I can replicate this even without USE_NSEC with my stress-tester[1].
That makes sense why it would show up with the profiling run; git runs
slower and therefore increases the chances of crossing the 1-second
boundary and losing the race.

[1] https://github.com/peff/git/blob/meta/stress

> Tracking this problem down a bit, it happens because the --chmod=[+-]x
> option introduced in 4e55ed32 ("add: add --chmod=+x / --chmod=-x
> options") only works if the file on disk is modified.  When the test
> was changed to work on one single file, instead of doing chmod=+x on
> one file and chmod=-x on another file in b38ab197c ("t3700: merge two
> tests into one"), this test started breaking when the mtime of the
> file and the index file weren't the same (in other words, if the file
> was not racily clean and thus was not smudged).

That certainly sounds buggy.
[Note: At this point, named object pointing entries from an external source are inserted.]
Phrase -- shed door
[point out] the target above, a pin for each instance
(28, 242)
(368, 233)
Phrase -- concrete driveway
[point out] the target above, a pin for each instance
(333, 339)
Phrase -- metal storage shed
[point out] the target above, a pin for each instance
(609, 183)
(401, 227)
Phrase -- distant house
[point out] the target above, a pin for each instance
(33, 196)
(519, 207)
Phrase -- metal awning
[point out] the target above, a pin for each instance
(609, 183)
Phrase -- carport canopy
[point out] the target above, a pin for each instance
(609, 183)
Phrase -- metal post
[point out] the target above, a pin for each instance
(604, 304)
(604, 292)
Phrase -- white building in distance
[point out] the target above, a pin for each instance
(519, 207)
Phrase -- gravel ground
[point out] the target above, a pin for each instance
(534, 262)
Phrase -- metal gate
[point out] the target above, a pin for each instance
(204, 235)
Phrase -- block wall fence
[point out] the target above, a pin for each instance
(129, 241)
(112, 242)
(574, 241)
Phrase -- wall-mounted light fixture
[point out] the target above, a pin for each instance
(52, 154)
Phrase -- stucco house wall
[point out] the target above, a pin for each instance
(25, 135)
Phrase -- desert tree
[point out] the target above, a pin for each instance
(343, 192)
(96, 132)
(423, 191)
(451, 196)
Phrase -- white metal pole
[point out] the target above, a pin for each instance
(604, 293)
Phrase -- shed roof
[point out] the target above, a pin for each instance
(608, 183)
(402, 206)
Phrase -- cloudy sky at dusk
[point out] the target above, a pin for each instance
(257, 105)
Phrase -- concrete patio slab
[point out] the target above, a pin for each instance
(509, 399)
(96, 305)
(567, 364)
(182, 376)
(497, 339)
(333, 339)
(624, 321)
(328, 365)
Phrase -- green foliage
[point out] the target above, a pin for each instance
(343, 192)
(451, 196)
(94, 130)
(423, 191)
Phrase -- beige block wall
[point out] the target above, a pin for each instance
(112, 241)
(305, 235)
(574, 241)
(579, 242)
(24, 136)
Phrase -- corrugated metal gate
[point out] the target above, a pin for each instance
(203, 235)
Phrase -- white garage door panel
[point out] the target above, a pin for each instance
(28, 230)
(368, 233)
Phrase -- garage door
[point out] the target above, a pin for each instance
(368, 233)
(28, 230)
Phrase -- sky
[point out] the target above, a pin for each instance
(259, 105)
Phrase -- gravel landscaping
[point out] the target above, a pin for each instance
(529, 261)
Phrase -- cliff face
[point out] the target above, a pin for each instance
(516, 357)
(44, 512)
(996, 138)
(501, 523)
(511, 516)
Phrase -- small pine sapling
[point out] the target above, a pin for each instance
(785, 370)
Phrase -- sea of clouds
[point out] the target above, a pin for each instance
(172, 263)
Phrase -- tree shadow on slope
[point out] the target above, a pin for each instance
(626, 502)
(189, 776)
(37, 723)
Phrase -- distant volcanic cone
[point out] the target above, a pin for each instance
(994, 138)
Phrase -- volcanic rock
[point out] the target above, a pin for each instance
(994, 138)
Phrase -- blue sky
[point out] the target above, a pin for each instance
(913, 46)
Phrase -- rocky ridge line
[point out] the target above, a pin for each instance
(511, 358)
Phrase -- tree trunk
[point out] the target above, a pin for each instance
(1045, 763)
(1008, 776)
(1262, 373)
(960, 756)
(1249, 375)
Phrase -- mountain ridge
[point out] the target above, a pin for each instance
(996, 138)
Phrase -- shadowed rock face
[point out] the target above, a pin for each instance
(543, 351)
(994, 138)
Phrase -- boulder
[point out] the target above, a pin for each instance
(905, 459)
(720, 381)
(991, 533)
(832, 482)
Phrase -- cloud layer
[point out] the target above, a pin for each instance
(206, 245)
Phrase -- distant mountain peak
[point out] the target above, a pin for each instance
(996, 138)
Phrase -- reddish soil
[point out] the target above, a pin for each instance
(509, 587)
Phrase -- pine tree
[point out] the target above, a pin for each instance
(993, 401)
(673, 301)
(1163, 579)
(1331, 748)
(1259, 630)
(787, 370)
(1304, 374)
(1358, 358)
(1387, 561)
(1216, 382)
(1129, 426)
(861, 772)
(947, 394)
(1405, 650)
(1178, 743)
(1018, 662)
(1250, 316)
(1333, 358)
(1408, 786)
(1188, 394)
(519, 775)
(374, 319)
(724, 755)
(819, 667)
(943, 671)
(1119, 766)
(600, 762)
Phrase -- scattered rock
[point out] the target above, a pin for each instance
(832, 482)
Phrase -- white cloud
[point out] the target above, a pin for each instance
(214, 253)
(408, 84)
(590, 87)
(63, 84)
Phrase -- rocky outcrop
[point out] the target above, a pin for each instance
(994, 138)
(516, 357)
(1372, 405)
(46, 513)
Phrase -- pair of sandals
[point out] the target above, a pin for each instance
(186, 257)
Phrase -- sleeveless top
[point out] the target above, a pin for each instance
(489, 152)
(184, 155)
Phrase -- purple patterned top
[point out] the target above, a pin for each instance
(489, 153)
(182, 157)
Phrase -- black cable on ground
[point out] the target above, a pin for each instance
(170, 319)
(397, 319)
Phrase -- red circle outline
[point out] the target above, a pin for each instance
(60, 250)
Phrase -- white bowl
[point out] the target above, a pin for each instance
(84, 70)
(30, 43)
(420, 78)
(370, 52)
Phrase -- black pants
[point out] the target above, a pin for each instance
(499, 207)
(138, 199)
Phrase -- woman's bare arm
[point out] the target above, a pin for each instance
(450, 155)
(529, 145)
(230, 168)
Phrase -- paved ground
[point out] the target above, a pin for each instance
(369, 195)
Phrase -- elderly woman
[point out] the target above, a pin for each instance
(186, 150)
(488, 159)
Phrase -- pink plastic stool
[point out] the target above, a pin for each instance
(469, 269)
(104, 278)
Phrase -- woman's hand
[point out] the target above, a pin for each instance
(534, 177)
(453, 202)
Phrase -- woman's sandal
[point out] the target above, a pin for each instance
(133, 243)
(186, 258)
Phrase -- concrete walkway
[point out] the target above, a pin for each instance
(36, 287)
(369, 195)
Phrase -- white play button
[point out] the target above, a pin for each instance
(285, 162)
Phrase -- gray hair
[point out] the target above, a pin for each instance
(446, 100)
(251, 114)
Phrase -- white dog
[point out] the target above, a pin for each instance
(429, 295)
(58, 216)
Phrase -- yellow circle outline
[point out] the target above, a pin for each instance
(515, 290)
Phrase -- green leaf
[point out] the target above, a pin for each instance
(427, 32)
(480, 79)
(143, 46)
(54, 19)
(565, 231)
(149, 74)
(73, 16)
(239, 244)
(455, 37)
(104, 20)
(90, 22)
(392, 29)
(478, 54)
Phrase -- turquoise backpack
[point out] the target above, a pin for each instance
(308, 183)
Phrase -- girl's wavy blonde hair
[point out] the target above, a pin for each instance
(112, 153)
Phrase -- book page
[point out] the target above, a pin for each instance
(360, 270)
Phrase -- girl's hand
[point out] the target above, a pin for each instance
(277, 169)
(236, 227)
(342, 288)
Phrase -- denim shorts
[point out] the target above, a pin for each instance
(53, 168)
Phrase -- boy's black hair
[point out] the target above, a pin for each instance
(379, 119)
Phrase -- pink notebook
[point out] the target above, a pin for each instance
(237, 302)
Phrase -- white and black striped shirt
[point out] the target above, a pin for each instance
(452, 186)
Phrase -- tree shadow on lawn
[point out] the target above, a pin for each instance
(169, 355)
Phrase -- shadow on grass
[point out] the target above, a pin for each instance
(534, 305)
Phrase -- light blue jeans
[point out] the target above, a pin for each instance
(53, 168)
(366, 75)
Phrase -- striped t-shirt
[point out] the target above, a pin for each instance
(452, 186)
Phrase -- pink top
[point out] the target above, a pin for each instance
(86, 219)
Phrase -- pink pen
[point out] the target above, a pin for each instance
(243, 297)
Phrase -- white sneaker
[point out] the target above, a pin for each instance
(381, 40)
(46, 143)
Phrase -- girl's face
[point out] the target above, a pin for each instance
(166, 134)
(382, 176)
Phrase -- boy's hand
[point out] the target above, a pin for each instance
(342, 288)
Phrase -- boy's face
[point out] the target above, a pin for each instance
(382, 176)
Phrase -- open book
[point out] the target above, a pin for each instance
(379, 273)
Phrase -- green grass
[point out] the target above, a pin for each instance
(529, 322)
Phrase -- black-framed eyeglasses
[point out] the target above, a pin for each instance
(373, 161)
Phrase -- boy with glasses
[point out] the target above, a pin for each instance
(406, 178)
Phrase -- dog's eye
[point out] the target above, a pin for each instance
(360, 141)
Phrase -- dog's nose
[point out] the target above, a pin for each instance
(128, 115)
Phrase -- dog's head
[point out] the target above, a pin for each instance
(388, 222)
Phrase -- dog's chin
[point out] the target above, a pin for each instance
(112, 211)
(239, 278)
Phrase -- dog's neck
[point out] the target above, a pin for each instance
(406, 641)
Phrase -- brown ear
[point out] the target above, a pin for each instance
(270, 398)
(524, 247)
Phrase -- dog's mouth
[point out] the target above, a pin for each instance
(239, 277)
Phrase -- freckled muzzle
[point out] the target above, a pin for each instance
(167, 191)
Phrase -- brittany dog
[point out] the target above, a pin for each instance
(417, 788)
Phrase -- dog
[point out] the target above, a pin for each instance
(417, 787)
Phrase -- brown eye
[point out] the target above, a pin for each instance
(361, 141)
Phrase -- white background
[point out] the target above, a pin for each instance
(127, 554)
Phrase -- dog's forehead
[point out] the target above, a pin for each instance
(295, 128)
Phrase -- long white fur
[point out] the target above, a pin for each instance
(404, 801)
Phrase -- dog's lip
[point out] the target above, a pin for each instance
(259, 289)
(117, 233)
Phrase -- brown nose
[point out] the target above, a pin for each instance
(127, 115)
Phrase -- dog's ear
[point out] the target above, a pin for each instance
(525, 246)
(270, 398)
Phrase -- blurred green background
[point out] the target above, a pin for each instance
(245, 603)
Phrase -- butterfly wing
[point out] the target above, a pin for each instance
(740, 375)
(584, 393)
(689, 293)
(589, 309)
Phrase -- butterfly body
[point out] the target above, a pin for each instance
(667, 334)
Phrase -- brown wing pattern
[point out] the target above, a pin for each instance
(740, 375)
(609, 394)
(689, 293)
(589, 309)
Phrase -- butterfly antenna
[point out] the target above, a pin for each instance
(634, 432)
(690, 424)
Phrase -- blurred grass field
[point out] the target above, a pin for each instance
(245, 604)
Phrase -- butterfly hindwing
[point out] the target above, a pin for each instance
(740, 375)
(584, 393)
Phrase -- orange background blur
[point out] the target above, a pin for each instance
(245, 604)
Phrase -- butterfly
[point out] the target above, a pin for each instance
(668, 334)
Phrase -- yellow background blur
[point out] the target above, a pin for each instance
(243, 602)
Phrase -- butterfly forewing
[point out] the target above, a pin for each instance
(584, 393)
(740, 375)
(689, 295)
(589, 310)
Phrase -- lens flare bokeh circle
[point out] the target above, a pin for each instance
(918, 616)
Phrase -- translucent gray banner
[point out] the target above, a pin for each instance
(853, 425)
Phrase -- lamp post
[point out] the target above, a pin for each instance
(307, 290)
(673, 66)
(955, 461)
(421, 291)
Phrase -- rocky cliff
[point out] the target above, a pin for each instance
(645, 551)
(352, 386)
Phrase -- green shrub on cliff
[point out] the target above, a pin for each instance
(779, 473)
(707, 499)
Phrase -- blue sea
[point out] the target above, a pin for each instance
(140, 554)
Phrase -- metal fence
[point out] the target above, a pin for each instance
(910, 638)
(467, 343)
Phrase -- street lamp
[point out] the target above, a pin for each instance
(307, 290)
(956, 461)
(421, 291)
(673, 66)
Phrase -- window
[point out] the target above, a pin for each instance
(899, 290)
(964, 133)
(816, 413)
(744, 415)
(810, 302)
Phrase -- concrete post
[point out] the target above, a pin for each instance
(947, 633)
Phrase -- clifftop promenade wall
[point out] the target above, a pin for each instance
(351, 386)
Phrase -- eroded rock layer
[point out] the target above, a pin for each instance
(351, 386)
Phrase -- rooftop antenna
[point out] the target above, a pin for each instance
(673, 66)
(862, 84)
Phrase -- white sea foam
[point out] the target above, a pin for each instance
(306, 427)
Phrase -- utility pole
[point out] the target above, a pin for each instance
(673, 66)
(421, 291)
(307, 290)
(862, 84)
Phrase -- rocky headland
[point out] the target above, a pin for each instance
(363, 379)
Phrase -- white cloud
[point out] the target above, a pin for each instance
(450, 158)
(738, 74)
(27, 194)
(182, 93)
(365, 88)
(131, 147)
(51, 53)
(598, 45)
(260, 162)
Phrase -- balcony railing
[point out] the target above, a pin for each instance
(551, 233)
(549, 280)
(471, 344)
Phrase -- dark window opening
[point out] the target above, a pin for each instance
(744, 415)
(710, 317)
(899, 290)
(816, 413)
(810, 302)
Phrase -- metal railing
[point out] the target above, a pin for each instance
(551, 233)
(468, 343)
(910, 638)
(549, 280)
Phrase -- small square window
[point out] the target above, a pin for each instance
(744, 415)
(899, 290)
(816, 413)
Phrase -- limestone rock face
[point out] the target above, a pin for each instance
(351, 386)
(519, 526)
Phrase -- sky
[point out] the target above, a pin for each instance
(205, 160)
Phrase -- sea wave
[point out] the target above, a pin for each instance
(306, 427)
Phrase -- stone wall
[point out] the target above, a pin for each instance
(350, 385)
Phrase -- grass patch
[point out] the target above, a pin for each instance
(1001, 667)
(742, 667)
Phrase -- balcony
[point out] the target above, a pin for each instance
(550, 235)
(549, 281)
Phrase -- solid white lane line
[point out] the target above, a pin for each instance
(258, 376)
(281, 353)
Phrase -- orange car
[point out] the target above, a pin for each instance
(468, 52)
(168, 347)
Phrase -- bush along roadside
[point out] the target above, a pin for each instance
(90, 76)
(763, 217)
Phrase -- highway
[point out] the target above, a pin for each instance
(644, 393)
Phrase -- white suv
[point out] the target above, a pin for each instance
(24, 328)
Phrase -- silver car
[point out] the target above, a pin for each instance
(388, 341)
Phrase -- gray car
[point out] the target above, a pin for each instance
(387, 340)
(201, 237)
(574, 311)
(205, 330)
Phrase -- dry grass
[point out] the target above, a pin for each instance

A less racy way of verifying this is just:

  # guarantee not-racy state
  echo content >file
  test-chmtime -60 file
  git add file

  # now check --chmod; file will still be 100644!
  git add --chmod=+x file
  git ls-files -s

> One possible fix for the test is to smudge the entry as showed below,
> though I'm not sure it's the right fix.  The other way I can think of
> is to change the file in the index regardless of whether the file was
> changed in some other way before issuing the git add command, as that
> might fit the user expectation better.  Thoughts?

Yeah, I think we should _always_ act on the --chmod, no matter if the
file is racy or not, or whether it has a content change or not. I.e.,
the race is not the problem, but rather the behavior of 4e55ed32. Your
second proposal there sounds more like the right approach.